Impurity states in Mo1−xMxSe2 compounds doped with group VB elements and their electronic and thermal transport properties

Abstract

The impurity states introduced by substitutional doping of Mo_1−xM_xSe₂ with group VB (M = V, Nb and Ta), and their effect on the thermoelectric properties were systematically investigated via DFT calculations and experiments. We find that lightly doped Mo_1−xM_xSe₂ (x = 0.01) exhibits a hopping conduction at low temperatures owing to the discrete impurity states near the valence band maximum (VBM) of the host. Increasing the doping level gives rise to an impurity band near the VBM of Mo_1−xM_xSe₂, leading to the metallic characteristics.
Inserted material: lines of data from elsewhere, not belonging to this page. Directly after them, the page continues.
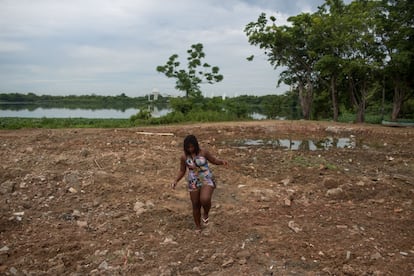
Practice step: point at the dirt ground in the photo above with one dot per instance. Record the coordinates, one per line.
(298, 198)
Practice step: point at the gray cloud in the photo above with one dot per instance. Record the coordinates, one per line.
(111, 47)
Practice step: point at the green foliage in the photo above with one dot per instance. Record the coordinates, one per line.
(338, 56)
(189, 80)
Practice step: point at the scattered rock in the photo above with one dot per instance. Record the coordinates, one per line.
(285, 181)
(330, 183)
(348, 270)
(82, 224)
(13, 271)
(295, 228)
(168, 240)
(287, 202)
(228, 263)
(334, 192)
(7, 187)
(139, 208)
(71, 179)
(376, 256)
(103, 266)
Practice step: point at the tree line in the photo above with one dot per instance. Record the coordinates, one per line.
(344, 57)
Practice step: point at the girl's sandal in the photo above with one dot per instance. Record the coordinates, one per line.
(205, 220)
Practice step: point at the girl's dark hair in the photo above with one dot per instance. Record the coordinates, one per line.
(191, 140)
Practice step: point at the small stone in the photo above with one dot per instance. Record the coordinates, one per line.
(330, 183)
(342, 226)
(139, 208)
(13, 271)
(82, 224)
(287, 202)
(228, 263)
(103, 266)
(294, 227)
(348, 270)
(334, 192)
(76, 213)
(18, 214)
(285, 181)
(376, 256)
(169, 240)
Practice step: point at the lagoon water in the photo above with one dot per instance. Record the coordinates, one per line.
(77, 113)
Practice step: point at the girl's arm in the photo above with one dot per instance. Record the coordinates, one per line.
(213, 159)
(181, 172)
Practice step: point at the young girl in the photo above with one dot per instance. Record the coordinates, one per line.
(201, 183)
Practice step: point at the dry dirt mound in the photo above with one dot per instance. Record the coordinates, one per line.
(299, 198)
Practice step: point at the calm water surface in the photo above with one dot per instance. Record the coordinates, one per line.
(78, 113)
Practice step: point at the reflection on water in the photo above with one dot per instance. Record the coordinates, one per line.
(288, 144)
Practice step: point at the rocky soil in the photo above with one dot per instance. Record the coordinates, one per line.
(298, 198)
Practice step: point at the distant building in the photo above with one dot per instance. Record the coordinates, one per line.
(153, 96)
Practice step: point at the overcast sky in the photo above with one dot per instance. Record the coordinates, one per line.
(109, 47)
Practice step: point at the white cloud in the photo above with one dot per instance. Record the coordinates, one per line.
(107, 46)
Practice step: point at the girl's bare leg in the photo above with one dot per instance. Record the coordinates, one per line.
(195, 201)
(206, 192)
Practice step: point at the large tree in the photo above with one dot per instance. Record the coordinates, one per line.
(292, 48)
(396, 29)
(328, 29)
(189, 80)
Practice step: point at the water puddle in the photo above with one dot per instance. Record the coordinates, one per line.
(288, 144)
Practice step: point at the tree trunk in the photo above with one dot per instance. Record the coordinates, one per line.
(334, 94)
(306, 97)
(358, 99)
(397, 102)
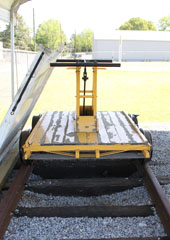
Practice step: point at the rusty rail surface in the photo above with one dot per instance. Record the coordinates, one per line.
(157, 195)
(12, 197)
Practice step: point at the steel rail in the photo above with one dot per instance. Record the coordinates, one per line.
(12, 197)
(84, 64)
(157, 195)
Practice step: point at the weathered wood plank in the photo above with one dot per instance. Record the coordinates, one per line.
(131, 133)
(61, 129)
(110, 128)
(70, 134)
(50, 126)
(114, 128)
(119, 127)
(88, 211)
(83, 186)
(103, 136)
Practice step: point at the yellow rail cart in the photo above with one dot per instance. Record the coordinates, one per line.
(86, 133)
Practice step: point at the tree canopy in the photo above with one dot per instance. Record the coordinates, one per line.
(22, 35)
(82, 42)
(138, 24)
(164, 23)
(50, 34)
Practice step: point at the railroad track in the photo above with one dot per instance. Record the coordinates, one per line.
(86, 187)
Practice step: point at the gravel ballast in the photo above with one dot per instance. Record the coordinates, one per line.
(78, 228)
(65, 228)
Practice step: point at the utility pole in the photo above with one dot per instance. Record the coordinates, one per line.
(34, 29)
(60, 35)
(75, 43)
(12, 55)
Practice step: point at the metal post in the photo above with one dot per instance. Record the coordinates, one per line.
(120, 49)
(34, 30)
(12, 56)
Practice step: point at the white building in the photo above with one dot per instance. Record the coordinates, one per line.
(133, 46)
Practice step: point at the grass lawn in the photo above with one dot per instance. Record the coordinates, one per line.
(144, 92)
And, the impurity states increase the carrier effective mass due to the coincidence in energy of the topmost bands at Γ and K. Moreover, the substitution of Mo by M dramatically reduces the lattice thermal conductivity (κ_L) of Mo_1−xM_xSe₂. As a result of the significantly improved electronic properties and reduced κ_L, M-doped Mo_1−xM_xSe₂ samples exhibit remarkable enhancements in thermoelectric figure of merit ZT. The Ta-doped Mo_0.95Ta_0.05Se₂ (x = 0.05) sample possesses the ZT_max of 0.12 and 0.14 measured perpendicular and parallel to the pressing direction, respectively. This work provides some insights towards understanding the effect of the impurity states on the thermoelectric properties of MoSe₂ and other transition metal dichalcogenides (TMDs).